Rice was given a lecture at the Sixth & I Historic Synagogue when she ran into Misha Lerner who asked her to explain why the Bush administration tortured people. Rice responded:
“Let me just say that President Bush was very clear that he wanted to do everything he could to protect the country. After September 11, we wanted to protect the country. But he was also very clear that we would do nothing, nothing, that was against the law or against our obligations internationally. So the president was only willing to authorize policies that were legal in order to protect the country. . . .I hope you understand that it was a very difficult time. We were all so terrified of another attack on the country. September 11 was the worst day of my life in government, watching 3,000 Americans die. . . . Even under those most difficult circumstances, the president was not prepared to do something illegal, and I hope people understand that we were trying to protect the country.”
This is close to the Nixonian response that Rice gave Stanford students last week..

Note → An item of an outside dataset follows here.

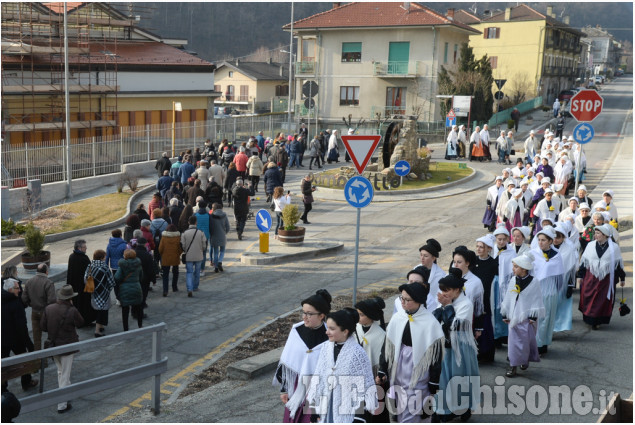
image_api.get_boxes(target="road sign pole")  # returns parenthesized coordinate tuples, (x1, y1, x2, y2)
(353, 207, 361, 305)
(574, 145, 584, 194)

I find it interesting that Rice is falling back on the exceptional circumstances of the time — a defense expressly rejected under the Convention Against Torture. Article 2 states: “No exceptional circumstances whatsoever, whether a state of war or a threat of war, internal political in stability or any other public emergency, may be invoked as a justification of torture.”
There is also the claim for a type of constitutional Mulligan for officials who are terrified after 911. It is pretty disconcerting to hear about officials living in terror of a group of terrorists. I live in Washington and the plane hit the Pentagon literally in my rear view mirror as I passed the Pentagon. A friend died on that flight. Yet, I was not “terrified” to Al Qaeda. I was angry and vengeful, but I would never have approved torture. We expect adults (let alone high-ranking officials) to act soberly and lawfully and humanely. Rice and the rest make it sound like they participated in a form of organized panic — where their little transgressions can be excused.
According to Misha’s mother, the boy originally wanted to ask “If you would work for Obama’s administration, would you push for torture?” His parents made him change the question. With all due respect to the parents (who clearly have raised a bright child), I liked Misha’s original question a bit more.
The failure of the Obama administration to select a special prosecutor is why officials like Rice can hold these impromptu torture for tots classes. Rice should be meeting with defense counsel, not holding forth on why torture is more excusable when your leaders are “terrified.” By the way, Al Qaeda must be loving the moment: what greater success is there for a terrorist than to know that you terrified the President of the United States and his National Security Adviser.